My initial questions dealt with alcohol. I was raised believing drinking was sin, plain and simple. But reading the Bible I found out that it never says that. There are even Bible passages (such as Proverbs 31:6-7) that say moderate drinking is a good thing! Next came the overwhelming evidence for evolution. I was taught in Sunday school that the earth was less than 10,000 years old and there was no evidence for evolution. But when I looked at the mountains (literally in some cases) of evidence in support of evolution I saw that wasn’t so, and that evolution is in fact one of the most vigorously supported theories in science supported by many independent lines of evidence from many different fields of science. If “the church” was lying about these types of things, what else might they be lying about, I asked myself. In essence, these lies opened the door and made me question the other things. If I had been raised in a more moderate or liberal denomination I may never had had the onus to question my faith at all.

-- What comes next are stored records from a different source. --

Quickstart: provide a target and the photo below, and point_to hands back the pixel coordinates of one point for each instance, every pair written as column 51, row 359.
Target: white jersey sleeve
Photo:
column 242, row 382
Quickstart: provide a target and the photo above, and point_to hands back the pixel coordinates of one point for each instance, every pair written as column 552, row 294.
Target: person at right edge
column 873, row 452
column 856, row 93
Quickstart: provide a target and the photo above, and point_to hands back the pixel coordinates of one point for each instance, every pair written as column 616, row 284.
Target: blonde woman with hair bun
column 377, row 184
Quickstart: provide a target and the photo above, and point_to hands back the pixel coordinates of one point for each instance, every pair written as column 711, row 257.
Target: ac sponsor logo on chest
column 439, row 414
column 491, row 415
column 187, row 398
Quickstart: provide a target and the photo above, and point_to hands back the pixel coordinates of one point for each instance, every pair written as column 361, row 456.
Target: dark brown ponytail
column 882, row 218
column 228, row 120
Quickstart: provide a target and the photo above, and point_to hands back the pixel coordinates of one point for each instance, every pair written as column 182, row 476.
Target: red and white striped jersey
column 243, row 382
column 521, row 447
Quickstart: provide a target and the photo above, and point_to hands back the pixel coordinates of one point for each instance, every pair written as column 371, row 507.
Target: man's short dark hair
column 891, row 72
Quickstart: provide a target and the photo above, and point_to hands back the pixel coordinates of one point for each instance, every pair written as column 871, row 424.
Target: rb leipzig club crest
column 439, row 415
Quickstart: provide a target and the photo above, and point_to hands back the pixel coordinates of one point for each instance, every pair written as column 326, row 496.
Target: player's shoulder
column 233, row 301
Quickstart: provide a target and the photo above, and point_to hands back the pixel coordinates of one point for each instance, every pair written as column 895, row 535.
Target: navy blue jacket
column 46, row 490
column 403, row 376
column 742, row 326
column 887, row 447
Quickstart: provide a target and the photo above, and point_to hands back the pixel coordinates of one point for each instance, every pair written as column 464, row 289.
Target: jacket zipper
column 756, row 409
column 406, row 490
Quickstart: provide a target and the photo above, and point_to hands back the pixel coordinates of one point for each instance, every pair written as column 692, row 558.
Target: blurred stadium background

The problem was the way I approached it. There’s a reason preachers always say you should start with the Bible as your foundation and check the facts against it. I am by nature a left-brained person and logic appeals to me. I was studying science in school and learning how the scientific process worked, and as a result I was approaching faith the same way. I was examining facts, and trying to see what conclusion they best supported rather than simply relying on the Bible as pure truth regardless of the facts.

Over the next few years my questions and doubts grew. I was pretty scared during this time because my faith was the most precious thing in the world to me. In desperation I met with ministers, priests, preachers, and respected laypeople hoping they could help me resolve my questions or at least point me to satisfactory scripture. But none of their answers, or those I could find myself seemed reasonable. Please keep in mind that through all of this, I was still a Bible believing Christian and was praying constantly. But sometime in this process I slowly moved to what I would call an agnostic believer. I wasn’t sure anymore, but I was still desperate to cling to my faith. Maybe out of fear of death or hell, aversion to the familiar and social ostracism I knew would follow if I left the faith.

My problem, though, is that I kept asking questions, and that I expected answers based on facts rather than faith.

Another problem was that I had the same misconception about what atheism was that most theists have. I thought it was a positive declaration that God doesn’t exist. I thought it must be an empty and sad existence. But it isn’t either one. It’s simply a lack of a positive belief in a god, and most atheists seemed pretty happy and content.

Eventually I came to the conclusion that I was an atheist myself. The final straw was that my God, God whom I loved and wanted to please more than anything, God who promised to always be there with me, God who was supposed to be the almighty…simply let me go. Despite my agonized, weeping prayers begging for faith, my God remained silent. I know I was a real Christian. I know I wanted to remain that way. I wasn’t rebelling or simply wanting to live a consequence free sinful life. In short, this “almighty” God was crushed out of existence by reason.

De-converting was a painful and extremely scary process. But I believe that sometimes doing the right thing is hard, and that truth is more important that comfort. In the end, it was worth it. I was ostracized by former friends, had family members get angry and hurt, and lost the promise of eternal bliss. But even though I was a happy Christian, I’m a happier atheist.